A group of Green Country students put their parents to the test in the name of science on Monday as Union sixth graders wrapped up a month-long physics lesson.
Teachers said the way children learn is evolving. It's no longer about textbook teaching, it's about hands-on lessons and that's exactly how the students taught their parents Monday night.
A few strips of piping insulation, extra tape and throw in some cardboard boxes, a marble and a little imagination and you've the all the tools to build a roller coaster.
11-year-old Brayden Parish said, "It took a long time to figure this out."
Union's 6th Grade cafeteria was science central Monday night as students brought their parents, grandparents and siblings along to show off, and teach, all they've been learning.
Student Tacoby McClain said, "Teaching them what we do in science, so they know that I know; that I'm listening in science.
The lesson was on the laws of physics, focusing on the properties of energy and motion found in roller coasters.
"You gotta make sure your hills and angles are riding at potential, you get kinetic, you got pretty much everything to figure out to do this," Parish said.

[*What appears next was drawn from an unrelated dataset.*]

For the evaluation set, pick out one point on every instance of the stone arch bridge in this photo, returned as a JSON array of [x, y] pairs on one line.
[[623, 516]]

"He's come up with the concept and the angles and I'm just kind of the worker bee," Parish's grandpa said.
Science teachers, Kris Cunnane and Janie Evans, used a Fund for Teachers grant to research thrill rides over the summer, then brought what they learned back to the classroom.
"The concepts are kind of hard for 6th graders; it really draws them in to want to learn those concepts," Cunnane said.

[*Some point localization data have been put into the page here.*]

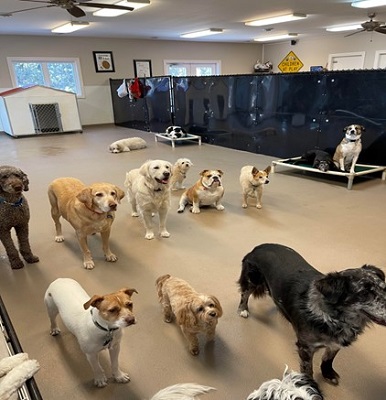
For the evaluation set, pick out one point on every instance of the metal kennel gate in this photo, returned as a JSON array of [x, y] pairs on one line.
[[46, 118]]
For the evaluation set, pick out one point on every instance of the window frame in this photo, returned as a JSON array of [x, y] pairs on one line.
[[45, 60]]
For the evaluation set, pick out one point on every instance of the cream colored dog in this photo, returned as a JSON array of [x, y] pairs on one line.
[[208, 190], [148, 190], [179, 171], [89, 209], [128, 144], [97, 329], [252, 182], [194, 312]]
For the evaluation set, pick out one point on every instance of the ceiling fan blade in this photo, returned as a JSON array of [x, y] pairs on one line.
[[76, 12], [100, 5], [381, 29], [354, 33]]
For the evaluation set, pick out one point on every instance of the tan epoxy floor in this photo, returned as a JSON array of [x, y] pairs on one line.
[[332, 227]]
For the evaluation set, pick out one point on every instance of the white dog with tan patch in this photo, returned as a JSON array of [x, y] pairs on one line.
[[179, 171], [148, 190], [207, 191], [89, 209], [96, 329], [252, 182], [347, 152]]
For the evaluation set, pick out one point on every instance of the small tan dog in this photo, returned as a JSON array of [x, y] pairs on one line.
[[348, 150], [179, 171], [97, 329], [208, 190], [194, 312], [252, 182], [89, 209], [148, 190]]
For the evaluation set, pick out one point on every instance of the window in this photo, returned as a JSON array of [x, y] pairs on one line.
[[58, 73], [191, 68]]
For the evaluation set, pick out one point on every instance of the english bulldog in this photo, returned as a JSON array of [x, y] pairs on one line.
[[207, 191]]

Students are quick to admit the project wasn't easy, but it's one they'll never forget.
12-year-old Ragan Kramer said, "The first time I did it, me and my group was really proud because it was really hard and it took us a lot of tries to do it."
The two teachers who presented this concept actually went to theme parks and met with engineers, designers and mechanics to make sure they knew everything there was to know before teaching the students.
At the beginning of the night students were told they were boss for that one hour of building, and the children I talked with, of course, said that was their favorite part.